Makalenin tümünün yer aldığı Felsefi Düşün’ün 18. Sayısını satın almak için burayı tıklayın.
Öz
Aristoteles’in insanı “konuşan hayvan” olarak gören bakış açısından hareketle Friedrich Nietzsche’nin “insanı aşma” amacı “dili aşma” amacı şeklinde yeniden yorumlanmalıdır. Nietzsche, dili dille aşmak için susma kabiliyetinin merkezi bir rol oynadığı yeni bir konuşma bulmuştur. Nietzsche’yi bir ‘kentaur’dan bir ‘yalıçapkını’na çeviren, yani sanatın, bilimin ve felsefenin melez bir konuşmasının sözcüsünden sonsuz dinginlik içinde hayatın derin ıstırabını ve neşesini şakıyan bir deniz kuşuna dönüştüren onun sessizlik ustalığıydı. Bu makale, Nietzsche’nin yazılarındaki “sessizlik” (Schweigen) kavramının metinlerarası bir okuması yoluyla filozofun dilin aşılması amacında esaslı öneme sahip farklı sessizlik türlerini ortaya koymayı ve sadece ne hakkında konuşmadığını değil, aynı zamanda konuşmasında nasıl sustuğunu da göstererek onun “sessiz konuşma”sının temel niteliklerini açıklamayı amaçlamaktadır. Susuşun köle ve efendi ahlaklarına ait iki ana türü birbirinden ayrıldıktan sonra Nietzsche’nin “kış uykusu” ve “tefekkür” olarak kavramsallaştırdığı “çileci sessizliği” dili aşma amacıyla nasıl uyguladığı gösterilmekte, felsefesi karşısında çağdaşlarının benimsediği sessizlik ile dönemin siyaseti hakkındaki düşmanca suskunluğu ele alınmaktadır. Nietzsche’nin öznel, kısa ve öz, yumuşak ve yüksekten konuşma üslubunu irdeleyen bu makale, “aynının bengi dönüşü” fikrinde en mükemmel ifadesini bulan sessiz konuşmasının felsefesinin metafizik yanına denk düştüğünü iddia etmektedir.
Abstract
From Aristotle’s view of man as the “speaking animal”, Friedrich Nietzsche’s task of “overcoming man” must be reinterpreted as that of “overcoming language”. To overcome language via language, Nietzsche came up with a new speech in which the ability to keep silent plays a central role.

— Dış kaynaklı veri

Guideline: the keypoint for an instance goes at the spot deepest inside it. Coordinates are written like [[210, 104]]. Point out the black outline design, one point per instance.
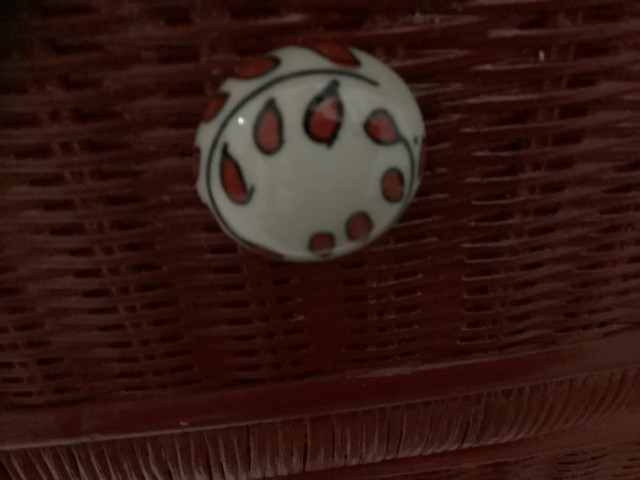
[[248, 190], [290, 76], [346, 226], [276, 64], [326, 252], [330, 90], [404, 186], [224, 96], [272, 107], [382, 111], [314, 49]]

Nietzsche’s mastery of silence transformed him from a ‘centaur’ into a ‘halcyon’, from a speaker of a hybrid speech of art, science, and philosophy into a seabird singing the profound agony and joy of life in infinite tranquility. Through an intertextual reading of the concept of “silence” (Schweigen) in Nietzsche’s writings, this article aims to reveal different types of silence that are of pivotal significance in the philosopher’s task of overcoming language and to set forth the main characteristics of his “silent speech” by demonstrating not only about what he did not speak but also how he kept silent in his speech. After separating the two major types of keeping silent belonging to slave and master moralities, it is demonstrated how Nietzsche practiced the “ascetic silence”, conceptualized as “hibernation” and “contemplation”, to overcome language, while his hostile silence about the silence of his contemporaries against his philosophy and the politics of the period are discussed. Examining Nietzsche’s style of speaking subjectively, briefly, softly, and loftily, this article claims that his silent speech, which finds its most perfect expression in the idea of “the eternal recurrence of the same”, corresponds to the metaphysical side of his philosophy.